The wisdom of the Canadian regulatory authorities in not according Drug Identification Numbers, based on the migraine therapeutic claim, to anything but whole dried feverfew leaf with pronounced parthenolide content, such as was used in the successful 1988 trial, is now abundantly clear.


(1.) de Weerdt, C.J., H.P.R Bootsma and H. Hendriks. 1996. Herbal medicines in migraine prevention. Randomized double-blind placebo controlled crossover trial of a feverfew preparation. Phytomedicine, Vol.3(3): 225-230.

(2.) International Headache Society Committee on Clinical Trials in Migraine. 1991. Guidelines for controlled trials of drugs in migraine.

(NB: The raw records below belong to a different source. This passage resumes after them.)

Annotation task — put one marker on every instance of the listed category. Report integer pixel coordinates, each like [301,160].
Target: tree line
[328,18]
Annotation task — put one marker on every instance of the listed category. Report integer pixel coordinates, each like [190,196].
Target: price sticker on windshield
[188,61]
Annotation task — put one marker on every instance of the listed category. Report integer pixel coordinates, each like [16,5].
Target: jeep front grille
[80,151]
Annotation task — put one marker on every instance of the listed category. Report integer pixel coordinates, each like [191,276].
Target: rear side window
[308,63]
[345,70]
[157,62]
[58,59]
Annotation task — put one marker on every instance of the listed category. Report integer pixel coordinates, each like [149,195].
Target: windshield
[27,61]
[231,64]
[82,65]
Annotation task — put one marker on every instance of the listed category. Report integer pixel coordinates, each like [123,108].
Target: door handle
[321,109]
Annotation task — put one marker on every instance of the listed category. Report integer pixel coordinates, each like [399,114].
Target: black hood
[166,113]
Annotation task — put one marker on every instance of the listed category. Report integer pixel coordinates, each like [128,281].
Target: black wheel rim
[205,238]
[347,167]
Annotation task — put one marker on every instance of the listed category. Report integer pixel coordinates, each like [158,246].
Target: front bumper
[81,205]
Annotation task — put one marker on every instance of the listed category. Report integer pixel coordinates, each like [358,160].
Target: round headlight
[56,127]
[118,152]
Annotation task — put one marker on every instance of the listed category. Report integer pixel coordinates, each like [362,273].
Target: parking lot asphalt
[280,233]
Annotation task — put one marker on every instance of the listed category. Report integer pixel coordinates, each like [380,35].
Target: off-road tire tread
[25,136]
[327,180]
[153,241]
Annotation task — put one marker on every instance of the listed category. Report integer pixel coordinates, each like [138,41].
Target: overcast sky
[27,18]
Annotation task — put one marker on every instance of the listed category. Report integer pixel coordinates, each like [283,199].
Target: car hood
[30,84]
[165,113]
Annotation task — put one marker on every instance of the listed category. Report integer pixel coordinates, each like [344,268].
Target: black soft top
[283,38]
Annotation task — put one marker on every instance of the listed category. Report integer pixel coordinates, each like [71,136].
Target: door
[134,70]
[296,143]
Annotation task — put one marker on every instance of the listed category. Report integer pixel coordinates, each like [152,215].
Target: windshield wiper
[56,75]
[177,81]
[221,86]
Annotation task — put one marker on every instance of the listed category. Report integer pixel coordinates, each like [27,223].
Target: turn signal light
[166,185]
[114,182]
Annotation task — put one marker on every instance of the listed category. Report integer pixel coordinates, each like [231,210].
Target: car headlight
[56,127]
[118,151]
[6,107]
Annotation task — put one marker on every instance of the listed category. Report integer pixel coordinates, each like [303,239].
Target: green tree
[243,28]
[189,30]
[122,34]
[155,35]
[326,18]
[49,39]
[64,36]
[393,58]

First edition. Cephalalgia 11:1-12.

(3.) Murphy, J.J., S. Heptinstall, J.R.A. Mitchell. 1988. Randomized double-blind placebo controlled trial of feverfew in migraine prevention. Lancet 8604:189-192.

(4.) Johnson, E.S., N.P. Kadam, D.M. Hylands, P. J. Hylands. 1985. Efficacy of feverfew as prophylactic treatment of migraine. Br. Med. J. 291:569-573.

(5.) Heptinstall, S. Personal communication.

(6.) Groenevegen, W.A., Knight, D.W., Heptinstall, S. 1987. Compounds extracted from feverfew that have anti-secretory activity contain an a-methylene butyrolactone unit. J. Pharm. Pharmacol 39: 709-712.

(7.) Heptinstall, S., A. White, L. Williamson, J.R.A. Mitchell. 1985. Extracts from feverfew inhibit granule secretion in blood platelets and polymorphonuclear leucocytes. Lancet 8437:1071-1074.